Give the Drummer Some

Milford Graves. Photo by Thomas King, 2008.

Milford Graves
Meditation Among Us
Kitty : 1977

MG, drums, piano, voice; Toshinori Kondo, trumpet; Kaoru Abe, alto & sopranino sax; Mototeru Takagi, tenor sax; Toshiyuki Tsuchitori, drums, percussion.

When Milford Graves was being honored with a special night at this year’s Vision Festival, back in June, we knew it was a must-see event. We also figured that Vision’s new home, the recently refurbished and relocated Roulette, in Brooklyn, would hold all comers, including us, and then some. No need to buy ahead! 

Well, as those of you who might’ve been following our anguished tweets of that night already know, the event was filled to capacity before we even got there. And, really, we should have known: any night that features Milford Graves on the bandstand is going to be an event, and you’d best get your tickets as early as possible. Lesson learned.

Sort of. Coming a day or two late is this birthday post — Milford turned 72 on Tuesday, 20 August. (We seem to keep very bad time when it comes to Prof. Graves.) Better late than never, here’s a favorite track from the under-heard Meditation Among Us. It features a remarkable assemblage of Japanese jazz figures — including Kaoru Abe and Toshinoro Kondo — led by Milford.

The group recorded two side-long cuts in 1977, at a time when Graves was not really actively recording or releasing LPs.
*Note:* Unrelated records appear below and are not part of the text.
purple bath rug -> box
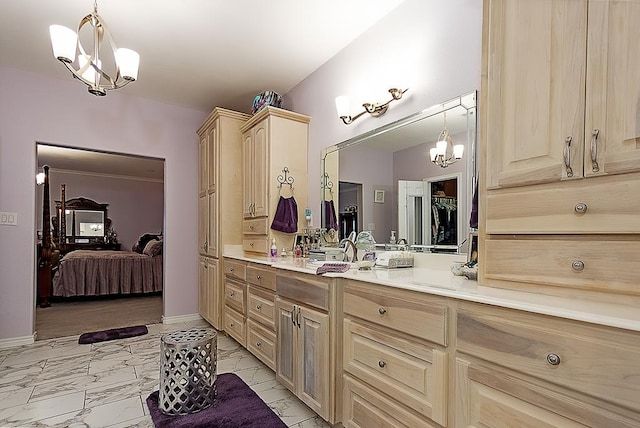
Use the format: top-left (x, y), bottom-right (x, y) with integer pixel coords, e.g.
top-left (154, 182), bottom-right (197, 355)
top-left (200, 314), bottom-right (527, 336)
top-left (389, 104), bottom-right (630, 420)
top-left (78, 325), bottom-right (148, 344)
top-left (146, 373), bottom-right (287, 428)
He had, by the mid-1970s, already started his teaching tenure at Bennington, while also beginning his research into healing methods and rhythms in the human body. We’re fortunate this fertile collaboration was captured on wax at all.
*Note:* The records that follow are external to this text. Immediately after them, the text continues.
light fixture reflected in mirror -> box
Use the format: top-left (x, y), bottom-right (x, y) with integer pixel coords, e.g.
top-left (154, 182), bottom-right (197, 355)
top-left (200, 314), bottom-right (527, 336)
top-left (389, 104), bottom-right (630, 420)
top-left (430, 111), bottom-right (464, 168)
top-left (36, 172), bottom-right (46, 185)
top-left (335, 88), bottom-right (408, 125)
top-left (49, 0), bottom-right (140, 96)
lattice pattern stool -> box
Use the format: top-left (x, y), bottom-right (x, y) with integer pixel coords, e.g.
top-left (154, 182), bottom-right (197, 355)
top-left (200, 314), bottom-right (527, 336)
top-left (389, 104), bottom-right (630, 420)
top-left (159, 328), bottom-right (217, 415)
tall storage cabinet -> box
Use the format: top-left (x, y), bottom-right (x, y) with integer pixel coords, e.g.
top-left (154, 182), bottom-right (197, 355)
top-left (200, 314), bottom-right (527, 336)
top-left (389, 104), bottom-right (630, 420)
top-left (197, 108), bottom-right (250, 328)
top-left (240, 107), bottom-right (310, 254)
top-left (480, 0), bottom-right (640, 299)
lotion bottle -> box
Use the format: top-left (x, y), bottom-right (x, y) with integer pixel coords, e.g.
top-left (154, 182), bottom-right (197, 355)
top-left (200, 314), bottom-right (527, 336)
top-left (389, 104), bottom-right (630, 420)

“Response,” ranges widely, beginning as a percussion workout spurred by Graves’ gripping ululations. Graves then moves to the piano for an open, searching episode, suggesting echoes of Alice Coltrane’s spiritual pursuits. Not surprisingly, Graves has a highly percussive approach to the piano, and gradually leads the horns to moments of abandon, before the concluding cool down. This is exactly the sort of meditation we can get behind — one that finds beauty in quiet moments as well as the storms life throws at us all.